La dérive du président.

Publié le 7 Février 2011

Les articles ne manquent pas pour qualifier d’indécente l’instrumentalisation de l’affaire Laetitia.

Depuis l’affaire Dutroux de triste mémoire les affaires de mœurs sont devenues les affaires par excellences pour se répandre en compassion, en empathie, voire si jamais cela nous laissait indifférent nous serions catalogués comme des salauds.

 

Le crime n’est que social, je le dis souvent et le répète car dans la nature il n’y a ni crimes ni délinquances, ces notions tiennent donc à nos organisations sociales, et varient en fonction des différentes cultures. Ne pas confondre mon propos avec leurs survenances une fois les interdits posés, cela dépend d’un processus d’intégration et de dissuasion proportionné.

 

L’affaire Laetitia, devenu tristement le feuilleton de ce début d’année  par les bons soins de notre très pressé président, peut être abordée sous le regard de ses proches, sous la probabilité du risque, sous l’aspect émotionnel, et sous son instrumentalisation.

 

Ainsi donc, les affaires de mœurs, devenues les crimes et délits les plus graves, ont donné lieu à une aggravation punitive incessante de la loi, suivant un vieux principe plus le crime est perçu comme grave plus on le punit fort, et des affaires n’ont pas manqué pour suscité et exciter le désir de vengeance

 

Seule la victime est fondé à réclamer vengeance, c’est une émotion naturelle qui nous habite. C’est ainsi que lorsque nous sommes victime d’un délit ou d’un crime pour exprimer notre souffrance nous serions prêts à faire au centuple à l’autre ce qu’il nous a fait.

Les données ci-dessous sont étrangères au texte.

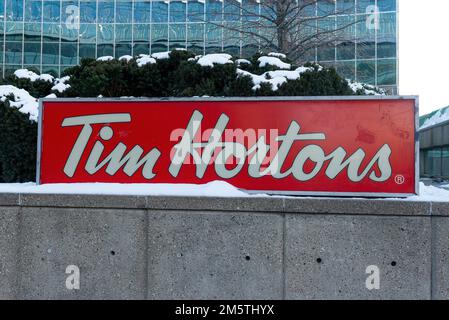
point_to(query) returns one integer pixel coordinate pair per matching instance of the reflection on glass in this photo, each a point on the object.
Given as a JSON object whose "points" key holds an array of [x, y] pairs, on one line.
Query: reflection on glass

Ce comportement instinctif pourvoyeur d’une chaîne de délits et crimes c’est vu restreint par la loi, dont la maitrise est devenue un acte de civilité.

 

La loi de la  thora d’abord, connu sous le Viel adage œil pour œil dent pour dent, signifiant déjà que l’on ne pouvait pas faire à son agresseur plus que ce qu’il avait fait, exit donc la mort pour qui ne l’a pas donné, et la mort pour celui qui l’a donné fabrique d’autres meurtriers.

 

Dans les temps qui suivirent ce sont installé les supplices,  les mises à mort ou bannissement, et la prison n’était qu’un lieu d’attente de son sort.

Les punitions barbares n’avais parfois plus de lien de causes à effets pour ne répondre qu’à un comportement émotionnel lié aux valeurs sociales des différentes époques, dont souvent l’exécution publique était aussi apprécié, que le sont aujourd’hui nos storystelling de criminels, par exemple au XV siècle l’infanticide d’un enfant était autorisé, un deuxième valait le bucher.

 

Ce n’est qu’a partir du 19 siècle que la prison et les  dédommagements, deviennent essentiellement les moyens punitifs, auxquels se substituent aujourd’hui des peines de remplacement en fonction des dangerosités observées, car la fonction sociale de la prison n’a pas apporté toutes ses preuves, et ne peut se suffire.

 

Nous voyons donc qu’au fil du temps nos désirs de vengeance ce sont trouvés socialisés en excluant toute barbarie punitive.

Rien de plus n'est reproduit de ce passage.